Yorkshire Times
A Voice of the Free Press
Steve Whitaker
Literary Editor
1:00 AM 9th December 2023

Poem Of the Week: Union Jack By Khadijah Ibrahiim

Union Jack

Mum always said she should have gone back home
when Rivers of Blood ran deep
in the current of Enoch Powell’s hate
the River Tiber foaming with much blood…
an urgent encouragement of re-emigration…

Send them back: load the ship with
chocolate smiles, send them back
before the blacks take the whip hand…

No blacks, no dogs, no Irish!
One down a million to go!

But unoo barn hyah
, Mum said.
I sweep the Union Jack
under the bed.

Khadijah Ibrahiim’s poem of identity, institutionalised racism and division is as relevant now as it was in the wake of Enoch Powell’s infamous ‘Rivers of Blood’ speech. And if we pride ourselves on our multicultural enlightenment, the cracks begin to show when dark events unfolding elsewhere hold up a mirror to our own deep-rooted antipathies, and open the closet of our nastiest proclivities.

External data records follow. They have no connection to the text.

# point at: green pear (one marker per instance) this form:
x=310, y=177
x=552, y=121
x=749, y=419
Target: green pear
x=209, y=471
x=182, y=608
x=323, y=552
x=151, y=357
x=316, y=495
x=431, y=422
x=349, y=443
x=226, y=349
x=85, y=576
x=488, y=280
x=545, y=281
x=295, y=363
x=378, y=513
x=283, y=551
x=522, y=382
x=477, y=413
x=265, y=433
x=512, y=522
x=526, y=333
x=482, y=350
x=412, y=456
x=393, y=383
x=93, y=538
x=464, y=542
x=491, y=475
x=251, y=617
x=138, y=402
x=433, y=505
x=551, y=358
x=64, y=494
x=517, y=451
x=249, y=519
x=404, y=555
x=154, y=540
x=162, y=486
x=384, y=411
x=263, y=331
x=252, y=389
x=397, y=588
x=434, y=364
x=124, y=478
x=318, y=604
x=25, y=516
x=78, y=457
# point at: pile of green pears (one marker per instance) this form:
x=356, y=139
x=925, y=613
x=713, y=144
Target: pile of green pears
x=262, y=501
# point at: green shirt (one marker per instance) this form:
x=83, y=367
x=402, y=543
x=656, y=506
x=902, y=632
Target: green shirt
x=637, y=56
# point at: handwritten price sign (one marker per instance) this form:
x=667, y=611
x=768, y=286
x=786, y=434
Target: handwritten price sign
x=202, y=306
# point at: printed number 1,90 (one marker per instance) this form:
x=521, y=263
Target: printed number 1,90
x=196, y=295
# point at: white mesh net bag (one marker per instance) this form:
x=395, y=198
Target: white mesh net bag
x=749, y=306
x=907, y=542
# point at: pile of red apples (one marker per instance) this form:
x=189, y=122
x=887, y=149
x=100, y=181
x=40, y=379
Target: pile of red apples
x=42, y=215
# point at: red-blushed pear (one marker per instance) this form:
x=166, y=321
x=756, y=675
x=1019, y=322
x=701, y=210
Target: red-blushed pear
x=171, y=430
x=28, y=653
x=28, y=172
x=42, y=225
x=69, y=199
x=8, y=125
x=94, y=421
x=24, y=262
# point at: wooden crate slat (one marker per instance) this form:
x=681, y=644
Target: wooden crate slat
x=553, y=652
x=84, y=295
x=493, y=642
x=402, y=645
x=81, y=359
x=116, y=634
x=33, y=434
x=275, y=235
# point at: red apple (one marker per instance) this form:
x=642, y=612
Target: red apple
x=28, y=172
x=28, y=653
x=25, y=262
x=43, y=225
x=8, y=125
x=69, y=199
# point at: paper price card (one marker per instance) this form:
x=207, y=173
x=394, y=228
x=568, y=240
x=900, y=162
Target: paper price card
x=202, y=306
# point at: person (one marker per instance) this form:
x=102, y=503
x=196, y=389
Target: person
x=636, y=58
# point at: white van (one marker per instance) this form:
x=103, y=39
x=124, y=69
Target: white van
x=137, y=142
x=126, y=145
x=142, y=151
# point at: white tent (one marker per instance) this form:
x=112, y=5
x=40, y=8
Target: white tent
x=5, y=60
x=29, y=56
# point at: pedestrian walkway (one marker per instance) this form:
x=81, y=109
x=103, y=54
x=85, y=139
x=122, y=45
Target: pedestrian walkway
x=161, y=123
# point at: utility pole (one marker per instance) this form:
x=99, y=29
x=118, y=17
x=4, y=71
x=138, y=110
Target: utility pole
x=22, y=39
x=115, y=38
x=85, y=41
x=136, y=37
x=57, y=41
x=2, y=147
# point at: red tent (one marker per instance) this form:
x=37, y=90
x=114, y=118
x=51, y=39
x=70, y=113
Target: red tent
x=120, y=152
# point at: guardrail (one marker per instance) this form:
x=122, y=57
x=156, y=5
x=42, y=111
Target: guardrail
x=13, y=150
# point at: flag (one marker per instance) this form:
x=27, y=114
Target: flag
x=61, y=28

The war in Gaza has re-activated sympathies that lie otherwise barely concealed, giving up prejudice to public scrutiny, in forms as disparate as Islamophobia and Antisemitism, though in the profoundest sense the terms are interchangeable insofar as they approximate to fear and hatred uninformed by reason.

The bedsit advert that informs Ibrahiim’s paraphrasing of the working class London of the Sixties – ‘No blacks, no dogs, no Irish’ – neatly encapsulates the generic nature of racism. The landlady or landlord does not restrict her or himself to a single bête-noire, as they, in Roger McGough’s words, salute the flag behind the toilet door.

Ibrahiim’s grandparents were more or less co-terminus with the generation of Jamaicans who fetched up in contemporary Leeds hoping for a better life. And if her poem is barbed and direct it is in the spirit of defence, of a culture whose antecedents faced the kind of diatribe that would not have been untypical:

‘Send them back: load the ship with
chocolate smiles, send them back
before the blacks take the whip hand…

The tone – and it is authentic – is brutal; the final line here is a characteristic cornerstone of specious racist ideology: that the minority will one day become a majority, that the culture of the indigenous peoples will be replaced by an alien and therefore egregious one.

Ibrahiim’s narrator rejects the notion utterly. Her final defiant gesture, rendered in the present tense for sustained currency, overturns the very ground on which nationalism is fought. The flag that some of us wrap ourselves in is, in fact, a symbol of disunion; the phrase her mother uses is an expression of solidarity with an ideal that would, in a world of decency, be shared by all:

But unoo barn hyah: But all of you were born here’.

‘Union Jack’ is taken from Another Crossing, published by Peepal Tree Press (2014) and reproduced here with the kind permission of the publisher.

The poem subsequently appeared in Any Change: Poetry in a Hostile Environment, Edited by Ian Duhig (2018).